Oh, if you're wondering why the back of your trousers are a bit damp, it's probably all the dribble off Andrew186's tongue 





:chuckle:


----------



## kevan kemp (Jan 27, 2010)

is that it ...your proof,,,just another dig

you ridicule my work and come up with nothing..

i rest my case...


----------



## robsm (Jul 22, 2008)

Coming from someone who's not even a GTROC member.


----------



## Boosted (Jun 5, 2008)

You don't have to be a member of the GTROC to post on this forum, and apparently you don't need to pay to tout for business here anymore either.


----------



## Max Boost (Apr 9, 2010)

Fpmsl chris, your worse than me.


----------



## Boosted (Jun 5, 2008)

Max Boost said:


> Fpmsl chris, your worse than me.




Bang on the money though. I'm glad I'm not a paying trader, I would have asked for a refund if you don't need to pay to trade here anymore :flame:









:chuckle:


----------



## Max Boost (Apr 9, 2010)

Boosted said:


> Bang on the money though.
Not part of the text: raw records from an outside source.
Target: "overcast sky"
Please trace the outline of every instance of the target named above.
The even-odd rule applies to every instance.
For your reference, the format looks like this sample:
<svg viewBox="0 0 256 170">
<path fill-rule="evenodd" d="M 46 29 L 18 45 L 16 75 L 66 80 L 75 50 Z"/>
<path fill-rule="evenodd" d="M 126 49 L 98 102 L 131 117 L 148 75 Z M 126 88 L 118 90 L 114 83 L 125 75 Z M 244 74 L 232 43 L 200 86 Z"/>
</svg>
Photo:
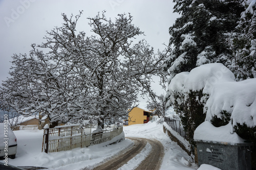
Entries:
<svg viewBox="0 0 256 170">
<path fill-rule="evenodd" d="M 144 32 L 143 38 L 162 50 L 162 44 L 168 44 L 168 29 L 178 17 L 173 13 L 174 5 L 172 0 L 0 0 L 1 84 L 9 77 L 13 54 L 28 54 L 32 43 L 44 41 L 46 31 L 61 25 L 62 13 L 75 15 L 83 10 L 78 30 L 87 35 L 91 30 L 87 17 L 105 10 L 106 17 L 114 20 L 118 14 L 130 13 L 134 25 Z"/>
</svg>

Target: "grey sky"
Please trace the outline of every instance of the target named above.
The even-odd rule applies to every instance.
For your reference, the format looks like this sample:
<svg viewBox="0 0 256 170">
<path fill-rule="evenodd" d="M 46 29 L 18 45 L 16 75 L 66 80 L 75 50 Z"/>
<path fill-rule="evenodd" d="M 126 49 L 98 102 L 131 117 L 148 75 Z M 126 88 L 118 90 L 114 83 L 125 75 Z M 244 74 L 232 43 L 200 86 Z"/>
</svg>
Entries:
<svg viewBox="0 0 256 170">
<path fill-rule="evenodd" d="M 106 10 L 107 18 L 130 13 L 133 23 L 156 50 L 168 44 L 169 27 L 178 16 L 173 13 L 172 0 L 0 0 L 0 81 L 6 80 L 13 54 L 28 54 L 31 44 L 44 41 L 46 31 L 62 22 L 61 13 L 74 15 L 83 10 L 78 31 L 90 35 L 88 17 Z"/>
</svg>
I'm glad I'm not a paying trader, I would have asked for a refund if you don't need to pay to trade here anymore :flame:
> 
> 
> 
> ...


Thanks for the text.


----------



## Boosted (Jun 5, 2008)

Max Boost said:


> Thanks for the text.




You're welcome mate, I said it will be worth it and it will


----------



## R32 GTR R32 GTR (Nov 27, 2009)

Congratulations KK, with regards to broken engines name 1 record breaker that has ever gone through full development stage without breaking multiple parts on the way.


----------



## EvolutionVI (Sep 6, 2005)

R32 GTR R32 GTR said:


> Congratulations KK, with regards to broken engines name 1 record breaker that has ever gone through full development stage without breaking multiple parts on the way.



Thats right...but you should allways be honest to your potential customers...

What has a 9.8 sec run to do with build quality....nothing...absolutly nothing...a engine could even do this without water for cooling,with wrong bearings or far too much boost,as stock engine would have handled this.......i don´t care about 9 sec....i care more about thousends of kilometers....on track:bowdown1:


----------



## kevan kemp (Jan 27, 2010)

R32 GTR R32 GTR said:


> Congratulations KK, with regards to broken engines name 1 record breaker that has ever gone through full development stage without breaking multiple parts on the way.


im sure they have..

we recorded 10.3 quarters and felt that was enough from the oem unit at 745bhp.....yes we re built it with forged internals whats the big deal ?
with these guys..im damned if i build and damned if i dont..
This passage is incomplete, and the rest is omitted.